A device for measuring the radiation pattern of an antenna in the far zone, containing a chain of series-connected microwave generator, the studied antenna, indicator antenna, receiver, while the studied antenna is mounted on a rotary table [1]
However, this known device has insufficient measurement accuracy in the presence of signal reflections from the internal surfaces of the room and the structural elements of the test bench when monitoring the antenna pattern in the far zone.

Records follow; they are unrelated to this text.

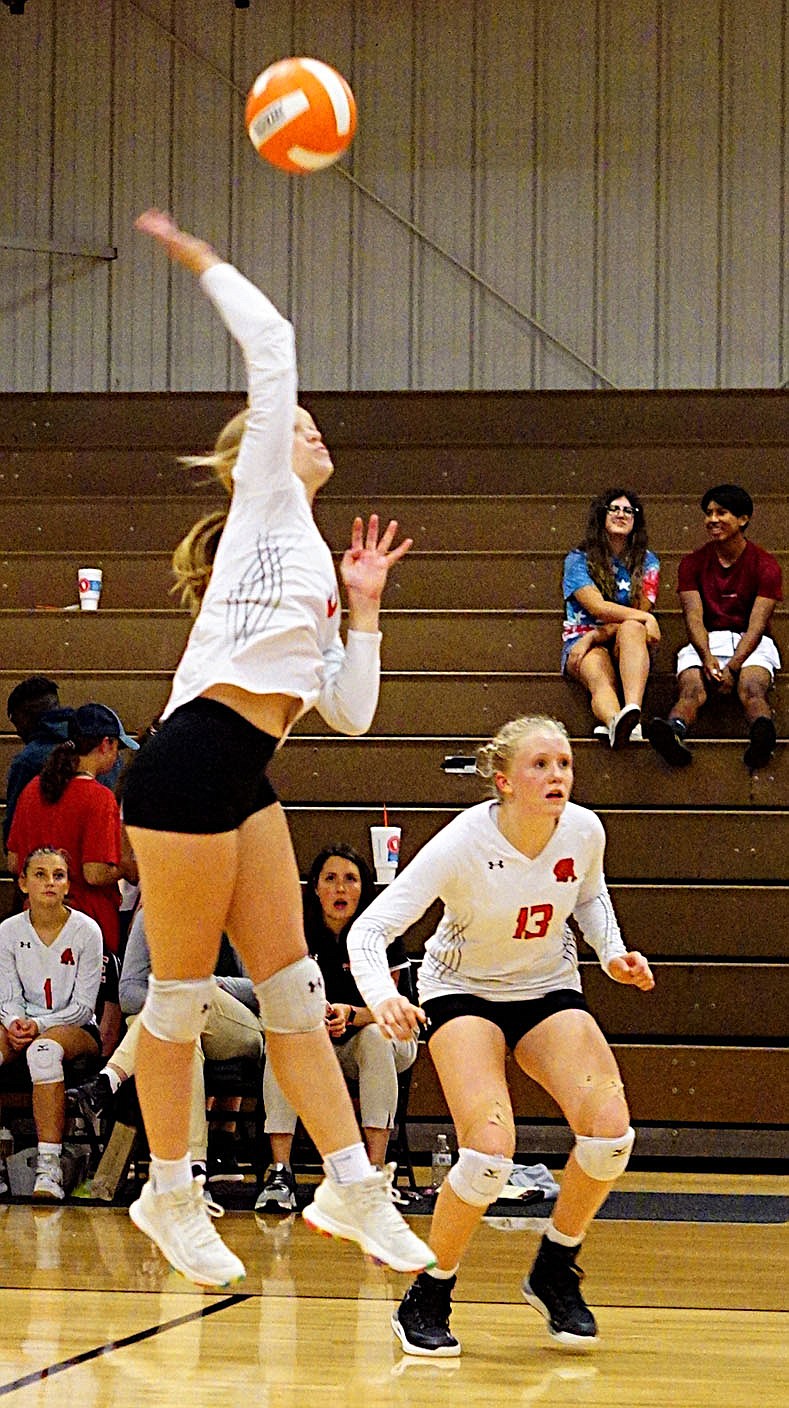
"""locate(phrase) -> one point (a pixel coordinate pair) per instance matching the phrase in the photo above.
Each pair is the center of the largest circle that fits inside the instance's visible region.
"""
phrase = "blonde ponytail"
(193, 559)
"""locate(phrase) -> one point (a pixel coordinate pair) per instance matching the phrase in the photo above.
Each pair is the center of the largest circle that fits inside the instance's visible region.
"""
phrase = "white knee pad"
(293, 1000)
(45, 1062)
(479, 1177)
(175, 1010)
(603, 1159)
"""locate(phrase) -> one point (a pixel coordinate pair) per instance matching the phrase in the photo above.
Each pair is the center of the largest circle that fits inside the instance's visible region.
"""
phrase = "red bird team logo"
(564, 870)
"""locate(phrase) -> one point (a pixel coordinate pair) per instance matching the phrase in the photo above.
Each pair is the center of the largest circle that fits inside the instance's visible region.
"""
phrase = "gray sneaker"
(181, 1227)
(364, 1212)
(278, 1193)
(48, 1186)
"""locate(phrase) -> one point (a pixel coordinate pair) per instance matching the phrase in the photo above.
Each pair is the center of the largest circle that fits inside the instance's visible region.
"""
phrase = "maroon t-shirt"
(729, 593)
(86, 824)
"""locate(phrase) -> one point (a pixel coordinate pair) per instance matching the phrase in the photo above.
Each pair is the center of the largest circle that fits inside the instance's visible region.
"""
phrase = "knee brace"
(603, 1159)
(293, 1000)
(45, 1062)
(175, 1010)
(479, 1177)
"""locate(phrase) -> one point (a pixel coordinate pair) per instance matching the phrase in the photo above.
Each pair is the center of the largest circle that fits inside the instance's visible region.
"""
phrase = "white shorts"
(723, 645)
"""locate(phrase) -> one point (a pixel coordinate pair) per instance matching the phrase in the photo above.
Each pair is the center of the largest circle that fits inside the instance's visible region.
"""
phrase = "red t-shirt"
(729, 593)
(86, 824)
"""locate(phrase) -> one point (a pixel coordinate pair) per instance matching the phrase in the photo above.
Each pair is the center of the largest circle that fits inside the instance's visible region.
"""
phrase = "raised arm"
(352, 675)
(183, 248)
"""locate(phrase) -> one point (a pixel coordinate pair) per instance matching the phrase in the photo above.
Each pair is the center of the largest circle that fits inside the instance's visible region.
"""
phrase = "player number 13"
(533, 921)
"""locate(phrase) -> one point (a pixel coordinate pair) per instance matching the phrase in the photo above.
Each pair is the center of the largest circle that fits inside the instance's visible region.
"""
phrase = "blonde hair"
(193, 559)
(499, 753)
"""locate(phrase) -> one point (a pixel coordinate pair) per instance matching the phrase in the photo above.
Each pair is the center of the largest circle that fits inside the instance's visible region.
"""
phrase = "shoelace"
(376, 1196)
(192, 1214)
(434, 1303)
(567, 1284)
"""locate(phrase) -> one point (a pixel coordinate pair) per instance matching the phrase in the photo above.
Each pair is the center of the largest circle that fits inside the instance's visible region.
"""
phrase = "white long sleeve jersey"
(55, 984)
(269, 621)
(503, 934)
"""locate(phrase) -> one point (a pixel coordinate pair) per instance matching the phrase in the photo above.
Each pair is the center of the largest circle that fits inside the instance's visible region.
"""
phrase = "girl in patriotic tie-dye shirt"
(610, 585)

A device for measuring the antenna pattern, containing a chain of series-connected picosecond pulse generator, the studied antenna, a receiving probe and a stroboscopic oscilloscope, coupled to a computer or to a microprocessor device [2]
However, this known device, due to a sharp decrease in the spectral signal with increasing frequency and a corresponding decrease in the signal-to-noise ratio at the input of the oscilloscope, does not provide the required dynamic measurement range at frequencies above 5-10 GHz.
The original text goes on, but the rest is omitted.